The Socorro Electric Coop has been accumulating a $1,000 fine per day since April 2020 after refusing to restructure their rates as directed by the New Mexico Public Regulation Commission.
The saga began when the Coop attempted to raise their rates in 2018 by 5.06 percent. However, Coop members objected. That included objections from the city of Socorro itself and New Mexico Tech.
Because of the member objections, NMPRC reviewed the rate increase proposal and rejected it, recommending no revenue increase for the Coop. Along with rejecting the proposal the Commission also required the Coop to restructure their rates. The restructuring would not have increased the Coop’s revenue.

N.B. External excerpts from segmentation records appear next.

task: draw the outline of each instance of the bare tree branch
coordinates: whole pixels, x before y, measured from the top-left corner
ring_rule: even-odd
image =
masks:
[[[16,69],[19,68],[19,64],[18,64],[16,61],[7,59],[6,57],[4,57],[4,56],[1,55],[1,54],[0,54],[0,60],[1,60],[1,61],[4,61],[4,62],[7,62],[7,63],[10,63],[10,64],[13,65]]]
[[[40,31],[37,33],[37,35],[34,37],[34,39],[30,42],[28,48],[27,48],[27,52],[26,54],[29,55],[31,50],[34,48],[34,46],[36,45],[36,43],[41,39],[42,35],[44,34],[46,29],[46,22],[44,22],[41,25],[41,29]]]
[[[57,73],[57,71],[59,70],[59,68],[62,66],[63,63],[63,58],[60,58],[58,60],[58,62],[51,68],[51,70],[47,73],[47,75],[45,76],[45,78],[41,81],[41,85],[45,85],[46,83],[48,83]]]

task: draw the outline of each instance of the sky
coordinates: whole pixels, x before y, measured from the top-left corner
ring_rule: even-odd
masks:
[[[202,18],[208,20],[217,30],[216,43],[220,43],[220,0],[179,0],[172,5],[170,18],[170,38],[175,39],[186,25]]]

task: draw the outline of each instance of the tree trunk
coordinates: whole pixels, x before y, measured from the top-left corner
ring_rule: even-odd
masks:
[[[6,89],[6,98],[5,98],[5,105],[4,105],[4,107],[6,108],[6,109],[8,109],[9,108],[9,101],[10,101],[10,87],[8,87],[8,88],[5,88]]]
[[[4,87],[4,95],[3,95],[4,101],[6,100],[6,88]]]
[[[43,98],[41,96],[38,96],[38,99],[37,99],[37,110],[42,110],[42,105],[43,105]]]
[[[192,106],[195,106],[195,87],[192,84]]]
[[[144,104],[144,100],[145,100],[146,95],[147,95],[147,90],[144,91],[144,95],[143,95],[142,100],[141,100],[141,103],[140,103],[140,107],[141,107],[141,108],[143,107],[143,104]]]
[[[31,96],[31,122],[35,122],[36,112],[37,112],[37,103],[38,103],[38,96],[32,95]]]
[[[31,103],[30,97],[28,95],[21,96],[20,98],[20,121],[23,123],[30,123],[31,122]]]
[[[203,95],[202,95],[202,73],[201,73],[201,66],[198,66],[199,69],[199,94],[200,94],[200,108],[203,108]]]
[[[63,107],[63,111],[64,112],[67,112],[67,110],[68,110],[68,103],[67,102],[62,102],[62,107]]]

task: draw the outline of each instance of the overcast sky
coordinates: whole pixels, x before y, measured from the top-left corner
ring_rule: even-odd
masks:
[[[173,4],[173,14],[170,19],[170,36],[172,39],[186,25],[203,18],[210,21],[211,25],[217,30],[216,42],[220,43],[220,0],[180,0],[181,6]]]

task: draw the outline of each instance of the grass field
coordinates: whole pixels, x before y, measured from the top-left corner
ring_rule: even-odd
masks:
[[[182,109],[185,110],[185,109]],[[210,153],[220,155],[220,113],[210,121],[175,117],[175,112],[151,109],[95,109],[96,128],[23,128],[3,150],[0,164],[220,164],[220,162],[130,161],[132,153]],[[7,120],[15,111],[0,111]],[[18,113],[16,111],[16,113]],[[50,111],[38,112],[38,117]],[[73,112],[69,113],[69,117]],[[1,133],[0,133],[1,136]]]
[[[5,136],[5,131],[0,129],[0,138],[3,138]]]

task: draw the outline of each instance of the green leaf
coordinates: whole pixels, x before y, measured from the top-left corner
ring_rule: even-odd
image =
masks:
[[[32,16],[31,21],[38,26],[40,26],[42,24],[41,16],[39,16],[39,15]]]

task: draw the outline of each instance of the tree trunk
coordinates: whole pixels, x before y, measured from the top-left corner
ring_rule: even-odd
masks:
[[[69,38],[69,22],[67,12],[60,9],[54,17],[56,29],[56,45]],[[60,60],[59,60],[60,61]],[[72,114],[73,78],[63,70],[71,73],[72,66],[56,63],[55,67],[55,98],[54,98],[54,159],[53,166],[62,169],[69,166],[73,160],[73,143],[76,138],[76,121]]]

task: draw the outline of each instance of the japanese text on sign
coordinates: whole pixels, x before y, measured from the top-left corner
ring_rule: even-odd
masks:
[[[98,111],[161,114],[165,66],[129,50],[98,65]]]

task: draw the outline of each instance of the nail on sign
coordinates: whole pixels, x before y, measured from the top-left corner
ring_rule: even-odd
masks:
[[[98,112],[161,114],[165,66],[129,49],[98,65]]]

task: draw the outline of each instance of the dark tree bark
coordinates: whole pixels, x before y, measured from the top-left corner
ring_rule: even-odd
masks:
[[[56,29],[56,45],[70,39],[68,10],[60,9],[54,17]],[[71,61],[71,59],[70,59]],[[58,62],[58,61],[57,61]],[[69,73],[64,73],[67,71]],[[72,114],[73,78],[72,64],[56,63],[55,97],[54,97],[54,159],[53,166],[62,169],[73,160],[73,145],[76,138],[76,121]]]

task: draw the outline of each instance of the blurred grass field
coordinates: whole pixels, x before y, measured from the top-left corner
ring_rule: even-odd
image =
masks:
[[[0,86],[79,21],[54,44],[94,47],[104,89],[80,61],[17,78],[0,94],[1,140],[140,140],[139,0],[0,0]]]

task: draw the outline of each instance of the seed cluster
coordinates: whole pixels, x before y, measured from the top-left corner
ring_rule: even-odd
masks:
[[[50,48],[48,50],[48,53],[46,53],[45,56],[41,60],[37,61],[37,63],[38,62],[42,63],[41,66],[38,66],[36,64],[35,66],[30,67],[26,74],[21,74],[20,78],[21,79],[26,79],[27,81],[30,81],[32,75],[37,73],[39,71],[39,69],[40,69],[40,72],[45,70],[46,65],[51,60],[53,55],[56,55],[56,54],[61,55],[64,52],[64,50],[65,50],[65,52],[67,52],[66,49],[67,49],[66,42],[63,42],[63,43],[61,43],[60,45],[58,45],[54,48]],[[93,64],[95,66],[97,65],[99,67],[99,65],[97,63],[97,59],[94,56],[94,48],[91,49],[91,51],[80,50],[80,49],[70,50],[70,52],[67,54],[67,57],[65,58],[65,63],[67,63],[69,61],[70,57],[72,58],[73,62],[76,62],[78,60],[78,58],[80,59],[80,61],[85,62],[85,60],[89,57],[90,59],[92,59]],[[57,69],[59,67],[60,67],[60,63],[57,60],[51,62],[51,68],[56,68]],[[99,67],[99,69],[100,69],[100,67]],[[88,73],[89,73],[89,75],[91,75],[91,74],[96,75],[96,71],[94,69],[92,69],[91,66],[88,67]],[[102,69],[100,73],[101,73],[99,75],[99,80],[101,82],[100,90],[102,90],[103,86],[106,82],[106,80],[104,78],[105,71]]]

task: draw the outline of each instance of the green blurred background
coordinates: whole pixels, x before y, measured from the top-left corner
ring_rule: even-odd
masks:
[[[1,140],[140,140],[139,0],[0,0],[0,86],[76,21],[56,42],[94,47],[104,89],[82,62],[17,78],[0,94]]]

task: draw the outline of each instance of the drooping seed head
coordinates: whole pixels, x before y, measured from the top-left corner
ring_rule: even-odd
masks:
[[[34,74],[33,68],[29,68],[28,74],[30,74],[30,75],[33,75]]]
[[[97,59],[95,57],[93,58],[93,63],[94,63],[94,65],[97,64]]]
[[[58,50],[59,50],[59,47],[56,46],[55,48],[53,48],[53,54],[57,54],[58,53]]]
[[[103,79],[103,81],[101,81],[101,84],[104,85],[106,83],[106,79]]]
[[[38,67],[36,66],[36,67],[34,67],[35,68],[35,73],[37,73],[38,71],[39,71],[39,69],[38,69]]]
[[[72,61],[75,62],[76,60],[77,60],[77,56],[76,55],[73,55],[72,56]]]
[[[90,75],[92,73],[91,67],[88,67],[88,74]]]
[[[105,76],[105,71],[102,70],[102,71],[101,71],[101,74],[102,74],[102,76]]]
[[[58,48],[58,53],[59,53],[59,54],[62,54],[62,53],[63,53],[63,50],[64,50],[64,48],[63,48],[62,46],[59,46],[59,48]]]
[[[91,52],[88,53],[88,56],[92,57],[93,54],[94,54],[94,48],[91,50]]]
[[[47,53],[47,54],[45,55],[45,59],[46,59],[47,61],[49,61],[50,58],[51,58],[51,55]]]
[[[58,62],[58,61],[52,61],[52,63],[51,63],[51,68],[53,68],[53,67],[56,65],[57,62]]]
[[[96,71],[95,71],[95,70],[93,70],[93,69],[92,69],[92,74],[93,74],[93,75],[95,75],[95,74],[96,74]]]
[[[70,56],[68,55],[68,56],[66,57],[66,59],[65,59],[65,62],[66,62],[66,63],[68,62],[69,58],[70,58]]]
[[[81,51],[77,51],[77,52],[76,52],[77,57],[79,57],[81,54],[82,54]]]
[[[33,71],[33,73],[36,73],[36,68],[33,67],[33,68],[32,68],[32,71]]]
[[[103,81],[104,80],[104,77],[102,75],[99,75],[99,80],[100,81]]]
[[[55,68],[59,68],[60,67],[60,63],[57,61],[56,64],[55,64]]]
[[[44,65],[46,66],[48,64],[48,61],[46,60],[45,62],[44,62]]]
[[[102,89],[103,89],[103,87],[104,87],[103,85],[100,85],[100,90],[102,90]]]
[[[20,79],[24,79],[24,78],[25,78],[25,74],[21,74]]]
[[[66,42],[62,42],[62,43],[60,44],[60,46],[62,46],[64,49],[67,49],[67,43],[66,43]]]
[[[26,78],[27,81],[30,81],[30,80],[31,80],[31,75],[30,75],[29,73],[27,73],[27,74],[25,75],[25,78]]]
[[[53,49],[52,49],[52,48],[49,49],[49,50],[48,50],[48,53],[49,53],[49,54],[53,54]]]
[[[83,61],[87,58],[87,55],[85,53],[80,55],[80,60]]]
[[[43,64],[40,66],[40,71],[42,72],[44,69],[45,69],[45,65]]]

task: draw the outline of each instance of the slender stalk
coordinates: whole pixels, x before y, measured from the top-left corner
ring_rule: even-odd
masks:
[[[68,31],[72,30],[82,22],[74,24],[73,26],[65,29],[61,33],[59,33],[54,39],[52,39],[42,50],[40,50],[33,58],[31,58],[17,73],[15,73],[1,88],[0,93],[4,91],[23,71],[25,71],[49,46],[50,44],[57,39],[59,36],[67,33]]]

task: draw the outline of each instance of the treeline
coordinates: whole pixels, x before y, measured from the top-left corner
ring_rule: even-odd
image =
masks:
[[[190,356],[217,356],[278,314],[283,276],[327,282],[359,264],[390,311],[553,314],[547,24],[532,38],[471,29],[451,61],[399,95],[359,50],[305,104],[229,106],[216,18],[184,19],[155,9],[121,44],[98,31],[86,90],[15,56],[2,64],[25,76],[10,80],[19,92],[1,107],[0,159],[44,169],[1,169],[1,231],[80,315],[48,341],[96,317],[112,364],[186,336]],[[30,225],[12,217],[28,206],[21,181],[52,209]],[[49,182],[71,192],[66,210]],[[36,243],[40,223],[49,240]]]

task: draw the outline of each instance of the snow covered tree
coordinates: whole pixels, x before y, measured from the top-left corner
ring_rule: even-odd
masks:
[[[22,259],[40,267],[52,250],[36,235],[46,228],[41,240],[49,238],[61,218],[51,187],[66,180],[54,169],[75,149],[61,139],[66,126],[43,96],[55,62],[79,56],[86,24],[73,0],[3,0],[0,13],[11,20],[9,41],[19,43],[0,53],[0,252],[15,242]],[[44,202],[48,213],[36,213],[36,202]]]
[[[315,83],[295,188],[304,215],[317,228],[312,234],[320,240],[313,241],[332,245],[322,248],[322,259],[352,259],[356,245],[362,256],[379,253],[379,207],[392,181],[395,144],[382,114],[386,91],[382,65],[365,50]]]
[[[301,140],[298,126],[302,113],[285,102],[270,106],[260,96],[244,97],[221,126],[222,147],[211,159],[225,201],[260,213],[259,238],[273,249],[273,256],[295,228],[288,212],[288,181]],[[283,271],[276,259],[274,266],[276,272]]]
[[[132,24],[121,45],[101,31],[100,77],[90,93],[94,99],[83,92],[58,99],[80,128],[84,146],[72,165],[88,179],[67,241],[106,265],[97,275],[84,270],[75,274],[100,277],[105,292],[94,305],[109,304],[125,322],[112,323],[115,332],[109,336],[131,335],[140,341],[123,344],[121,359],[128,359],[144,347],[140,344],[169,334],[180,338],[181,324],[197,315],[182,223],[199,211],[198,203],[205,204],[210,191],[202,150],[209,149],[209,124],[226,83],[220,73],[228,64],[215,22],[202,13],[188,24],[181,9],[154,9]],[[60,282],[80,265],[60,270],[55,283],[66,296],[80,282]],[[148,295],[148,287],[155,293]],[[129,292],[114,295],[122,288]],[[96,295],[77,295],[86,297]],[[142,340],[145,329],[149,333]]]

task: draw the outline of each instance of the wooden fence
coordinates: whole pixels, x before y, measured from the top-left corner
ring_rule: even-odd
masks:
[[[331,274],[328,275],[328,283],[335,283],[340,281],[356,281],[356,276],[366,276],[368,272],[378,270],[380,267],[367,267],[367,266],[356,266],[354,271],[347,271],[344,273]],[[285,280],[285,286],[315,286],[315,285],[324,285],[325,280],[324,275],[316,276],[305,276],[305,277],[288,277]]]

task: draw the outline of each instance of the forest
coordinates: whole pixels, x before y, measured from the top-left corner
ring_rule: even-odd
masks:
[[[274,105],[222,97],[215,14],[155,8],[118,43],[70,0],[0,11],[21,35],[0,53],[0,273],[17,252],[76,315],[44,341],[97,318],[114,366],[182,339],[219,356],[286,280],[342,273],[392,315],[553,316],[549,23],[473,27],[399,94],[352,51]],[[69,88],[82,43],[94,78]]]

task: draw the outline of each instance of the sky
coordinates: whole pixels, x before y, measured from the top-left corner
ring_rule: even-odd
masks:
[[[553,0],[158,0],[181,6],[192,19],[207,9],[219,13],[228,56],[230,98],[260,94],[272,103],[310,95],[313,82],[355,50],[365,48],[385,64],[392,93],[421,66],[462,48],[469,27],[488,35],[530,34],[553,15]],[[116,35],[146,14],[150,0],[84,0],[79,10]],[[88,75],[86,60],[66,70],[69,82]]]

It would have decreased the amount paid by large commercial services, like New Mexico Tech, increased residential services 2 percent and proposed a 3 percent increase in base revenue collected from irrigation service. The additional revenue from residential and irrigation service would have been used to reduce revenues collected from large commercial and load management service classes. The reasoning behind the changes was that residential rates are subsidized by commercial rates in the existing rate structure.
Among other changes, the redesign also rejected a proposed $5 monthly minimum use charge.
The NMPRC also directed the Coop to investigate an economic development rate.
The Coop has not followed the order from NMPRC. Coop spokesperson Jimmy Capps said the reason they declined was that it is highly unusual for the NMPRC to restructure rates. Coop General Manager Joseph Herrera said that the Coop always tries to subsidize the rates of residential customers, who cannot easily increase their income, with rates from large commercial customers, who can potentially increase their income.
The NMPRC instituted a fine because the Coop did not follow the order—a fine of $1,000 per day which the Coop has not paid and does not intend to pay. In an effort to prevent the fine from impacting Coop members, it was levied on the Coop Board of Trustees specifically. The Trustees are elected Coop members. Capps said it is unrealistic for them to pay such a significant fine.
In January, the New Mexico Supreme Court temporarily stayed SEC’s appeal and remanded jurisdiction to NMPRC to consider modifying or withdrawing the compliance order–the fine.
SEC’s Response to the Commission’s Initial Order on Remand, states that SEC opposed the order because it exceeded the Commission’s authority. According to the staff’s reply, the NMPRC Utility Division staff believes that the Coop should be charging the restructured rates, since no stay in the order has been granted. The City of Socorro and New Mexico Tech both agree. The same staff reply says the fine should not be withdrawn unless the Coop follows the order.
Capps said the Coop will follow any Supreme Court decision on the rate restructure.
Herrera said part of the reason the Coop is having financial issues, including trouble replacing equipment like old trucks and leaving staff positions vacant, is because they were not allowed to increase rates in 2018. The last time they increased rates was 2011.
Socorro Mayor Ravi Bhasker sent a public letter to the Trustees offering to acquire the Coop, and points to the financial challenges as one reason the Coop should consider selling.
Coop Board President Paul Bustamante said he believes the board members are against the offer, but ultimately it would be up to the Coop members to decide on an offer. If the city gives a specific offer, it would be put to a vote and the Coop members would decide whether or not to accept it. Two thirds of the members would have to accept the offer for it to go through.
Herrera said he is concerned about whether the city would pay out the Coop members investment in the Coop. He does not believe the city’s offer takes that into consideration.